Applications of Selection Bias and Signaling in Product Analytics

When developing digital products one should consider how to create incentives and costs, or friction, that encourage positive selection and to create mechanisms for signaling. When analyzing test results, survey data and customer behavior, product analysts, customer insights researchers and data scientists should evaluate whether their data could be biased due to positive or adverse selection.

Selection bias in product analytics and digital businesses are pervasive in both how we design the product and business as well as in common methodologies of survey and product data analysis, including incentive programs and rollout designs with AB testing.

Incentive programs

Incentive programs include refer-a-friend discounts or gift cards, sign-up miles, and things like cashback and points. These programs should be designed to stimulate positive selection and encourage new customer acquisition. However, the quality of customers acquired through these incentives will largely depend on whether they are able to attract the desired type of customer. Let’s look at two different examples while considering selection bias.

Refer-a-friend incentive program case

A health and fitness app calculated that the average customers lifetime value (LTV) is $30 and as they are in the growth phase, they are willing to pay up to $25 as customer acquisition cost (CAC) to increase their customer base. The marketing department designs a new campaign offering a $25 cash voucher to any customer who refers a friend when that friend signs up for a free trial. The program is expanded to the entire customer base and advertised on the website. There are no rules on the max number of friends a customer can refer to. The average organic new sign-ups is 1000 per day, the marketing team is expecting 5X new sign-ups for a week.

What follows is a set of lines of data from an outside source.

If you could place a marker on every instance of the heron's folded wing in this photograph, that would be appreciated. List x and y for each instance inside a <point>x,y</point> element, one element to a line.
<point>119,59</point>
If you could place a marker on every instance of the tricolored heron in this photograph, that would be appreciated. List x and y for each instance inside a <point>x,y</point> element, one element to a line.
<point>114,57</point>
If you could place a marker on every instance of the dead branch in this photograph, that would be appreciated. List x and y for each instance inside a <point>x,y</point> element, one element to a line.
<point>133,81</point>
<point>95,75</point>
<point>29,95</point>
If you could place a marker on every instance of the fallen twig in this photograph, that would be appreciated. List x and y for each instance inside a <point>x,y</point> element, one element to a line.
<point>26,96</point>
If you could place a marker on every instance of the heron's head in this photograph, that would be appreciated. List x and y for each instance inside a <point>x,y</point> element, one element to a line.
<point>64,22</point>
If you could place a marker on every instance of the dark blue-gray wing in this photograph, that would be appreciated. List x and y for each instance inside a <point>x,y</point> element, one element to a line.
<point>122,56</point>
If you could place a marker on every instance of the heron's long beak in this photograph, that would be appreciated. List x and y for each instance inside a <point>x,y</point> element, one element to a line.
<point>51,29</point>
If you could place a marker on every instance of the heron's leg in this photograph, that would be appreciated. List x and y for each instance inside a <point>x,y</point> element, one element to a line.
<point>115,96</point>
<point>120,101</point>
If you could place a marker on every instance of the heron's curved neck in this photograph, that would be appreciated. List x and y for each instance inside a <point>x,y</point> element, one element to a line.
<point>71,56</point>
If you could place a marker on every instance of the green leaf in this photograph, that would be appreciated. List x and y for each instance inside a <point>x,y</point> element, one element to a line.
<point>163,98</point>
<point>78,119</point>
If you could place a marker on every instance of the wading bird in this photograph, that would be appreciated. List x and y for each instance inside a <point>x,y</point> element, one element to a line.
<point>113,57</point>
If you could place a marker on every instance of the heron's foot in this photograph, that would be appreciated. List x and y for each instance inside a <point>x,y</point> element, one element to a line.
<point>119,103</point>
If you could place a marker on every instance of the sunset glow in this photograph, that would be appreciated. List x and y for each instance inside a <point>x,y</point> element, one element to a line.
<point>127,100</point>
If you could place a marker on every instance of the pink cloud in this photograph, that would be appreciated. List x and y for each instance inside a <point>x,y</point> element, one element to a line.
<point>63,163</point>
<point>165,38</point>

Expected return of the campaign per customer: LTV - CAC = 30-25= $5
Expected volume of sign-ups per week: 1000 * 5 * 7 = 35,000
Marketing budget (upfront investment) = Number of Sign-ups * Voucher = 35,000 * 25 = 875,000

The campaign is wildly successful and they sign up 100,000 new customers in a week. They had to use all their Marketing budget for the semester to pay off the 2.5M in cash vouchers vs the expected 875K, but were overall very happy with the campaign. Within three months, when the free trial ended, 90% of the new customers canceled their membership. While the remaining 10% continued on with the paid subscription.

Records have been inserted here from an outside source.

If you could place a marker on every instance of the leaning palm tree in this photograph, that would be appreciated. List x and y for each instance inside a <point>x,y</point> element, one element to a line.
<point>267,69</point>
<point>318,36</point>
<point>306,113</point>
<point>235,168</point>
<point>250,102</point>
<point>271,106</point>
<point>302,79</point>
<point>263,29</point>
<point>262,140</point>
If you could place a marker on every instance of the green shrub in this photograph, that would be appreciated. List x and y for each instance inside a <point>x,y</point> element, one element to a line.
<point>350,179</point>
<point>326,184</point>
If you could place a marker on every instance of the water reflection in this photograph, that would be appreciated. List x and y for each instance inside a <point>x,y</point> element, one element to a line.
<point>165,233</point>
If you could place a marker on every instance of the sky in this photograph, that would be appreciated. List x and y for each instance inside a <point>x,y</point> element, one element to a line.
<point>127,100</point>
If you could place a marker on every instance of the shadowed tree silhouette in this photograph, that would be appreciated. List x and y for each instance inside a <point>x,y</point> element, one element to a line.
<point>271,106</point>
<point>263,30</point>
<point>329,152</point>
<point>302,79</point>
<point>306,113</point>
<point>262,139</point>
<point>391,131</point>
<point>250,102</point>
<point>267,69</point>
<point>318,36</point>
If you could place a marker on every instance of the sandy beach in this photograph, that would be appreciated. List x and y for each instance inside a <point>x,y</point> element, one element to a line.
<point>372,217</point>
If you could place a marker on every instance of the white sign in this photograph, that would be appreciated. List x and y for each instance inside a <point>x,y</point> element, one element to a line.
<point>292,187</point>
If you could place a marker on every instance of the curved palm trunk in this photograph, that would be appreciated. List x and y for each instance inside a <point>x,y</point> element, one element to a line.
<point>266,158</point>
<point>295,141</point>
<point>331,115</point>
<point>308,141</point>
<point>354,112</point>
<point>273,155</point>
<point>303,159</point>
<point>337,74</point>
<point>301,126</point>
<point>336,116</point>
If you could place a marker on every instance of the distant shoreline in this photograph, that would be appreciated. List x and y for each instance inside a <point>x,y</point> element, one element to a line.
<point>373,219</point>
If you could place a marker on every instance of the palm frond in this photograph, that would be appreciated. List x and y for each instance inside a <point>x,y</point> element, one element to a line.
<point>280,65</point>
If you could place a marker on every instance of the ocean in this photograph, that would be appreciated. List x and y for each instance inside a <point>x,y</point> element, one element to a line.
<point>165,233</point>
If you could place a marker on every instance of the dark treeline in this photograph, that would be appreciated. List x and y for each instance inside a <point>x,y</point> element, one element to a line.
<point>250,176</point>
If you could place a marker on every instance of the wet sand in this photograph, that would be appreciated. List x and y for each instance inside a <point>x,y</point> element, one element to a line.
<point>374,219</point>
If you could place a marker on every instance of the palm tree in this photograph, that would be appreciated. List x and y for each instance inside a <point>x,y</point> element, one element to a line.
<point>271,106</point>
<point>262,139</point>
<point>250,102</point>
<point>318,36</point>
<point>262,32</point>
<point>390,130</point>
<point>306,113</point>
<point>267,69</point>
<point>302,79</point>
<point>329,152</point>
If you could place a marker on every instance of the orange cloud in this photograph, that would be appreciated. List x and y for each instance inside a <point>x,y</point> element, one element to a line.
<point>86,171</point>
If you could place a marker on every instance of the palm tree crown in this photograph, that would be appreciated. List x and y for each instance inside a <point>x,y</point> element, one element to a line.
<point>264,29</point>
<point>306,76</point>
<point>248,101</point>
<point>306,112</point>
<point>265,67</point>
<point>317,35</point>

LTV for the 90% of customers that dropped: 0
LTV for the 10% of customers that stayed as paying members: $30
CAC per customer: $25
Marketing cost = $25 * 100,000 = 2.5M
Net return of the campaign per customer: 0*90% + 10% * 30 - 25 = - $22
Net return of the campaign (total)= number of new customers acquired with campaign * net return of campaign = 100,000 * (-22) = -2.2M

This example shows in practice how incentives can change the distribution of the customer base. The campaign was designed considering the historic average LTV. For the historic average LTV to hold, the new customers signing up need to have the same characteristics of the historic customer base, hence being drawn from the same population at random. What we saw happening in the example above, is that instead, the cash voucher created an incentive that largely changed the customer base, heavily attracting a type of customer that are discount seekers, and those customers will go above and beyond to sign up new friends to get the voucher. Their friends are also likely to be strong discount seekers and to further refer their friends, creating a flywheel of sign-ups from that specific customer type. On the other hand, for most paying recurring customers, the $25 voucher might not be enough to incentivize them to go through the hurdle of signing up new friends, but the ones that went through the process were able to sign up friends similar to themselves, who also became paying customers, but that were also not likely to further recruit new friends, hence not creating any flywheel.

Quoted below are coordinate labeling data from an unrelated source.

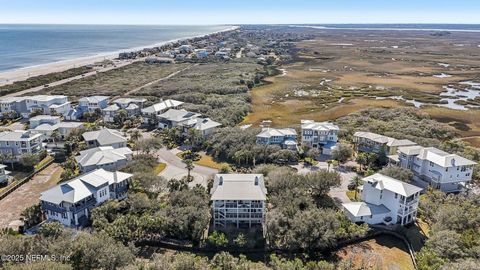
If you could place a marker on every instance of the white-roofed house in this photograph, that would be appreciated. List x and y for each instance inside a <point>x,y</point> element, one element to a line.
<point>105,157</point>
<point>105,137</point>
<point>372,142</point>
<point>63,128</point>
<point>92,103</point>
<point>321,135</point>
<point>132,107</point>
<point>441,170</point>
<point>173,118</point>
<point>71,203</point>
<point>285,137</point>
<point>19,142</point>
<point>385,200</point>
<point>151,113</point>
<point>48,104</point>
<point>205,126</point>
<point>238,200</point>
<point>43,119</point>
<point>4,174</point>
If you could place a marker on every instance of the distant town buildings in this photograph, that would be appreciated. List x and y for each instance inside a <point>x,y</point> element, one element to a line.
<point>238,200</point>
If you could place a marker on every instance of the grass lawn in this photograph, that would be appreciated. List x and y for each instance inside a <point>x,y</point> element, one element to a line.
<point>351,195</point>
<point>207,161</point>
<point>383,252</point>
<point>159,168</point>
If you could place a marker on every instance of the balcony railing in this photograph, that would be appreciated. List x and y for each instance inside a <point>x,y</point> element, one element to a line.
<point>87,204</point>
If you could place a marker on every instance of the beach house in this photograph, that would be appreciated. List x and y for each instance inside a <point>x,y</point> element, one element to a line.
<point>375,143</point>
<point>71,203</point>
<point>43,119</point>
<point>321,135</point>
<point>92,103</point>
<point>434,167</point>
<point>174,117</point>
<point>63,128</point>
<point>46,104</point>
<point>105,157</point>
<point>205,126</point>
<point>238,200</point>
<point>131,106</point>
<point>105,137</point>
<point>385,200</point>
<point>14,144</point>
<point>4,174</point>
<point>284,137</point>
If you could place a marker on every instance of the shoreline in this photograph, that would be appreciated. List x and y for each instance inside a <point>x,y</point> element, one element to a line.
<point>21,74</point>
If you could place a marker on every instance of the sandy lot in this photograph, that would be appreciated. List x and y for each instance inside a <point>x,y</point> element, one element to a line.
<point>27,195</point>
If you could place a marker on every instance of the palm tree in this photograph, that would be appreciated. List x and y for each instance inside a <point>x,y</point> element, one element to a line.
<point>189,166</point>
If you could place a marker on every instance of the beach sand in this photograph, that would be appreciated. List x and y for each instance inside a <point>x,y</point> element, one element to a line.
<point>11,76</point>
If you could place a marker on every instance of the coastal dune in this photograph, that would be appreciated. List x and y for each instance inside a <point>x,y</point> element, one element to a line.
<point>10,76</point>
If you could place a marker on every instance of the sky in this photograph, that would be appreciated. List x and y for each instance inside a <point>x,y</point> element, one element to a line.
<point>188,12</point>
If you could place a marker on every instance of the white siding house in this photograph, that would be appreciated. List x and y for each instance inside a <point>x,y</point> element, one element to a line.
<point>441,170</point>
<point>321,135</point>
<point>385,200</point>
<point>284,137</point>
<point>238,200</point>
<point>71,203</point>
<point>19,142</point>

This is a typical example of adverse selection in incentive programs, which is driven by the following two metrics, probability of referring a friend, correlation between LTV of referring customer and LTV of referred friend. In this example, discount seeker customers are more likely to refer new friends that also have low LTV, hence increasing both the volume of sign-up and decreasing the LTV per sign-up.

Some tips on how to design programs that attracts similar customers and limit losses for the business:

Segment your population and create different programs for different groups. In the example above, instead of advertising on their website, this app could have designed their refer-a-friend campaign with different incentives, such as offering the voucher only to paying customers, and offering one additional free month to customers that were still in the first three months of the free trial.
Cap the incentive per customer, limiting the risk of gamification (eg creating fake accounts to refer to)
Cap the total number of vouchers to your marketing budget “the first 10,000 customers that refer a friend, will receive a 25 voucher”
Delay the payout time or tie the payout to the incentive you are building “once your friend becomes a paying member, you will receive a $25 voucher”
Limit cash incentives, offer instead incentives that encourage further use of your product, such as premium versions, loyalty status, free shipping ect

Obviously, these examples also increase friction, and can limit the success of the campaign, testing different approaches will help fine tune the best one for your audience.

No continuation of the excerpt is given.